US to provide $150m to Zipline to boost Africa operations

The United States Government has announced a commitment of up to $150 million to Zipline International Inc. to expand access to life-saving medical supplies including blood, vaccines, and essential medicines to as many as 15,000 health facilities across Côte d’Ivoire, Ghana, Kenya, Nigeria, and Rwanda.
This was announced in a U.S Embassy digital press briefing on Tuesday, December 2.
The support forms part of the U.S. Department of State’s new America First Global Health Strategy, which aims to increase value for U.S. taxpayers by reducing waste, eliminating dependency, and ensuring development assistance aligns with U.S. foreign policy priorities.
According to Jeff Graham of the U.S. Department of State, the strategy strongly emphasizes delivering critical medical products to populations in remote and underserved areas.
He said partnering with Zipline, an American robotics and drone-technology company, is central to modernizing the U.S. approach to global health.
Under the agreement, the U.S. will support the expansion of Zipline’s American-made advanced robotics to address slow and unreliable logistics challenges that prevent timely access to essential health supplies in rural communities.
Graham described the initiative as a major step toward strengthening health systems’ ability to respond to disease outbreaks and emergencies while also supporting U.S. manufacturing and creating jobs across partner countries.
He emphasized that although the U.S. capital contribution is modest, beneficiary governments will eventually assume operational responsibility for their national health-delivery networks.
Zipline is expected to open new distribution centers across the five participating countries, with Rwanda projected to double its daily delivery capacity ultimately helping the network reach up to 130 million people in Africa.
Chief Executive Officer (CEO) of Zipline Africa, Caitlin Burton, explained that Zipline operates autonomous, all-weather drones’ day and night providing a centralized, on-demand medical-supply chain far more efficient than traditional logistics systems.
With support from organizations such as the Elton John AIDS Foundation, Zipline has built strong evidence showing that its delivery model is both cost-effective and highly impactful. The new U.S. partnership is expected to enable Zipline to expand its services to national levels across all five countries, creating an estimated 1,000 jobs and generating more than $1 billion in annual economic gains across partner nations.
Burton said Zipline’s broader mission is to strengthen health systems capable of ending preventable deaths from HIV transmission to maternal mortality and severe malnutrition using a single, high-performing national logistics network.
Speaking on taxpayer costs, she said, government investment levels will reflect national priorities and their commitment to building responsive, agile, and resilient health systems. Burton said expenditures vary depending on each country’s health needs.
Zipline collaborates closely with governments to identify, the most critical health burdens, areas where health systems fail to meet patient needs, access gaps in remote and underserved communities.
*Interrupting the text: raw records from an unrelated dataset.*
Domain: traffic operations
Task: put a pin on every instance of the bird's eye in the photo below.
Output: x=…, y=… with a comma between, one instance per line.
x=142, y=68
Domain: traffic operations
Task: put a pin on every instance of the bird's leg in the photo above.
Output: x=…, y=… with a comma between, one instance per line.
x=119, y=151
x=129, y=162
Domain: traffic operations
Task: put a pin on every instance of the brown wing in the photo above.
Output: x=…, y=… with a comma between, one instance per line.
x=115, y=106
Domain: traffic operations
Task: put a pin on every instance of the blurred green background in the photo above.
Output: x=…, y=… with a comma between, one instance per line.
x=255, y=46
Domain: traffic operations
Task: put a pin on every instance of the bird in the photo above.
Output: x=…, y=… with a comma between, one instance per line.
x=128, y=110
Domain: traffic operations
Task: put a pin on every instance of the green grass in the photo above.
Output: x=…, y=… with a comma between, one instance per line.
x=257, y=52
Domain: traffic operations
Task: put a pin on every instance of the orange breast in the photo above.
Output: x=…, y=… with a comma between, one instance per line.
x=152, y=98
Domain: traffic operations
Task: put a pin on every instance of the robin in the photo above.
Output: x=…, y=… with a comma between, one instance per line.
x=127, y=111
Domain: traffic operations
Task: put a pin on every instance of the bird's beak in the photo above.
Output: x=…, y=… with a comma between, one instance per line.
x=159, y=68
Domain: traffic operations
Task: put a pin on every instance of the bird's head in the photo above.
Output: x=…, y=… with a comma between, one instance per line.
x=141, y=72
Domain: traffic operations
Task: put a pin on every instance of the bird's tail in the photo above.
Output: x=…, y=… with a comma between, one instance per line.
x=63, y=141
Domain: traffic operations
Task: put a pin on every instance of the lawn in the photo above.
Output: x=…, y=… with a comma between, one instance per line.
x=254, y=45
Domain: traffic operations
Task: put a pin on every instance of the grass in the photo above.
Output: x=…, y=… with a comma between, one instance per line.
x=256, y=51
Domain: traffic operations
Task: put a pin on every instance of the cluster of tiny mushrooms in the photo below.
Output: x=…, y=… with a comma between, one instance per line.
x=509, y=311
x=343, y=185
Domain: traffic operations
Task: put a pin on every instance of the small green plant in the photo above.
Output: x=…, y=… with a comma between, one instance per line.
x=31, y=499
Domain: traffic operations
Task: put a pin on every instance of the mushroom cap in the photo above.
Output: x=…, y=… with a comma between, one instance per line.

“This system is meant to operate nationwide and at the scale required to deliver volumes of medical products that can actually change health outcomes. We now know how to solve challenges like maternal mortality and malnutrition, and the network is built to meet those goals.” she noted.
She stressed that while the U.S. provides initial capital support, governments eventually cover the fixed and predictable long-term operating costs. The model allows countries to replace multiple expensive, disease-specific programmes with one unified delivery infrastructure that addresses various health challenges simultaneously.
“With this system, you’re not funding a single program or a one-off intervention. You’re ensuring that essential medical products reach patients wherever they are including communities where distance or stigma might prevent people from seeking care.” she said.